To do this, management should walk through all relevant response and operations centers and identify opportunities to minimize the risk of exposure. Floor tape, arrows and other signage can encourage one-way traffic flow and social distancing, while open stairwells create one way up/down traffic flow between floors and to or from ground level. The maximum capacity of rooms in use should be cut by 50 to 75 percent.
Developing New Ways of Working
To minimize risks related to the pandemic, utilities are also looking at their existing workplaces along with the way they staff assignments and schedule employees. The pandemic, however, provides an opportunity to examine new ways of getting work done. Indeed, some companies that have been forced into new arrangements have found unexpected benefits in terms of operating efficiencies, reduced costs and more direct contact with customers. The key is to look at what has and has not worked, and to make the useful changes permanent.

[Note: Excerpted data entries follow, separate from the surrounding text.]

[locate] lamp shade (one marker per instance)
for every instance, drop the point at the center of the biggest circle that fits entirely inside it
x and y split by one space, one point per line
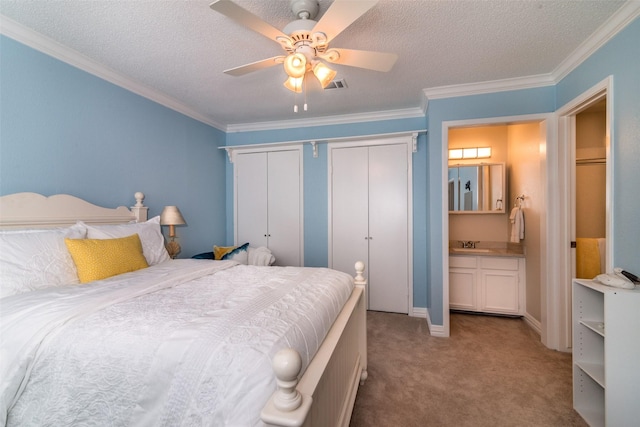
171 215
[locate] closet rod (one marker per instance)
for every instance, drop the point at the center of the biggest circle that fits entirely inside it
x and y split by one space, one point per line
597 161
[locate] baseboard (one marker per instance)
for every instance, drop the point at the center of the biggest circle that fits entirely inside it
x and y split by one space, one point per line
533 323
418 312
435 330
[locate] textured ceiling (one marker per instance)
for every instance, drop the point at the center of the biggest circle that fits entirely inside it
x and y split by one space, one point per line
180 48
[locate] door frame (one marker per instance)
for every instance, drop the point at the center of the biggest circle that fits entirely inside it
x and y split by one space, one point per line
566 117
409 141
548 147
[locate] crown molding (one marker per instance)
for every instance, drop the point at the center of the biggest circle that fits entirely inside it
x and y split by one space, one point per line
28 37
612 26
466 89
408 113
620 19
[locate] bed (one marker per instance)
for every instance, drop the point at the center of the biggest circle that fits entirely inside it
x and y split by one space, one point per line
156 341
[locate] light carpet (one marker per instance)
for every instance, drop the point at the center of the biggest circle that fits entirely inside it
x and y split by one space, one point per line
491 371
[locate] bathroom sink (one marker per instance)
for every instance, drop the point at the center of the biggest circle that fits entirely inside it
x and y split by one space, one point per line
472 250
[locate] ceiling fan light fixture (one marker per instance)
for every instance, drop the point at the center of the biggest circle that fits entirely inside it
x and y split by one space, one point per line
294 84
323 73
295 65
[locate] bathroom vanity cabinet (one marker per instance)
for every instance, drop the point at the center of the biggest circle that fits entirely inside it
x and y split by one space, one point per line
606 351
487 284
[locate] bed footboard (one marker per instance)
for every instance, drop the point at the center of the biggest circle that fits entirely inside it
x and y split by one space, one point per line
326 393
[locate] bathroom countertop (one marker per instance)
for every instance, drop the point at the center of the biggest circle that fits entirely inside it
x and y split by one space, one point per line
502 252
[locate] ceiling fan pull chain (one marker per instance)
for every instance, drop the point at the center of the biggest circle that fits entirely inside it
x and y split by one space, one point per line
304 86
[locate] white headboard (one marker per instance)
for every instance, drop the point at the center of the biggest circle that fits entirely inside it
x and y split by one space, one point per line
32 210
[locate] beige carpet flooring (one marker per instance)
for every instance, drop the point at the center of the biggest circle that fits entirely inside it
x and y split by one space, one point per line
491 371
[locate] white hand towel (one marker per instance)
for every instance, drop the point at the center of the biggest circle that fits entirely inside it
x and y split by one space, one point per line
517 225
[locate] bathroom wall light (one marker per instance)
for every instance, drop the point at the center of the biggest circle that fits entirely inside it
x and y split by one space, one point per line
470 153
455 153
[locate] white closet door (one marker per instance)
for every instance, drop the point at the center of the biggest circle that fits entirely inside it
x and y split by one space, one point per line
388 228
349 208
251 199
284 207
369 220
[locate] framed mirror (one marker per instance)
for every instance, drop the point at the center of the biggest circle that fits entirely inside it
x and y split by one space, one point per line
477 188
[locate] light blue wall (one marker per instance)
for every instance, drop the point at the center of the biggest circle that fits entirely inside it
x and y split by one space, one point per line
316 183
619 58
64 130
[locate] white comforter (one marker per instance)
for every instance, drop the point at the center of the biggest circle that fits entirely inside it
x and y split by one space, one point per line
185 342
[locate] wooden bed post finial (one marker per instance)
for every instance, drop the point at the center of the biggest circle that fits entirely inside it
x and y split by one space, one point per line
286 365
359 279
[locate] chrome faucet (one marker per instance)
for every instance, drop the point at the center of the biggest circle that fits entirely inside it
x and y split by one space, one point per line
468 244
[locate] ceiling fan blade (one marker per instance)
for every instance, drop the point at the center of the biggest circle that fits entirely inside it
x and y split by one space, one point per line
246 18
377 61
340 15
255 66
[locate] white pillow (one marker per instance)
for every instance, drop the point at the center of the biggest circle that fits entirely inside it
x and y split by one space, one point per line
37 259
149 232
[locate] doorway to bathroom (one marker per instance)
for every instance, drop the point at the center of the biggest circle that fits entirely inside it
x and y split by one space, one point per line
520 143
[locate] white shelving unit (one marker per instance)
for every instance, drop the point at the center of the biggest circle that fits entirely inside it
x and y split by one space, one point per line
606 354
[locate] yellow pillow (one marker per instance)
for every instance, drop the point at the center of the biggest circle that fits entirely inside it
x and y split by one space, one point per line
220 251
98 259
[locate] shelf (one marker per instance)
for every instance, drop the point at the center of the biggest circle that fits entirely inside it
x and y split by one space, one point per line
595 326
594 370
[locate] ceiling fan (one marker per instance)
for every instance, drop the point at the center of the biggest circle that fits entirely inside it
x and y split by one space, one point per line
306 42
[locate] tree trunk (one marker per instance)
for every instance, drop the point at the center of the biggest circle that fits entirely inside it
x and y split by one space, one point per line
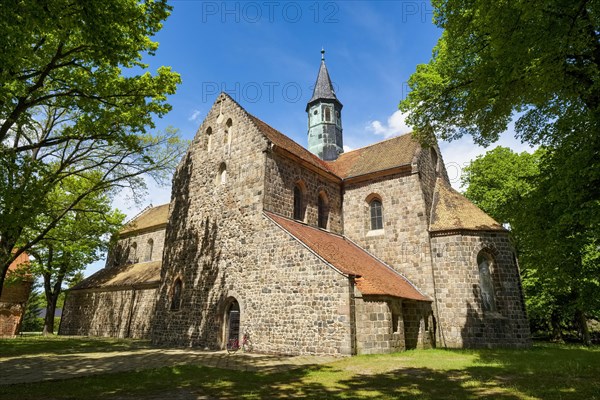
49 320
583 328
556 335
6 258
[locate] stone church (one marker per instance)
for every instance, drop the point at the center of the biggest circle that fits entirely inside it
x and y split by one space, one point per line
308 251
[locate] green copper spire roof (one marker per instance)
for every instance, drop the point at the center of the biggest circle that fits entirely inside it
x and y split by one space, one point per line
323 87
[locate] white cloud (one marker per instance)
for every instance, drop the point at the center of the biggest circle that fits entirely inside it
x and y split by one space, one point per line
395 125
459 153
195 115
456 154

There are two main principles at work here. The first is to try to reduce the number of workers that need to come to headquarters or other central locations every day. This can be accomplished by reviewing scheduling, assignments and crew rotations to make sure that teams are as lean as possible; by setting up cloud-based, virtual customer contact centers that enable workers to deal with customers from anywhere including their homes; and by cross-training people to increase the number of skills while reducing the number of people required at operations centers.
The second principle is to make sure that field workers can work safely and effectively with as little in-person interaction as possible with headquarters or operations centers. In addition to providing mobile tools and technologies, some companies are experimenting with “take your vehicle home” policies to circumvent extra touch points. And, of course, companies should make certain that workers have enough high-quality personal protective equipment (PPE) when they need to interact with customers or co-workers.
There are many other elements involved in successfully reintegrating the utilities work force, including the application of health and safety standards to contractors and the continuing review and update of federal, state and local guidelines pertaining to COVID-19. One of the most important elements, however, is communications. Management should communicate – often and in detail – with workers, customers, regulators and other shareholders – to explain the measures being taken and the progress being made, as well as to underscore the company’s commitment to its HSE objectives.
For utility companies, employees’ health is the biggest factor in the return to “normal” working conditions. Utilities should implement comprehensive, detailed plans, not only to keep employees safe, but to bring them back to the workplace in a manner ensuring maximum safety with minimum disruption.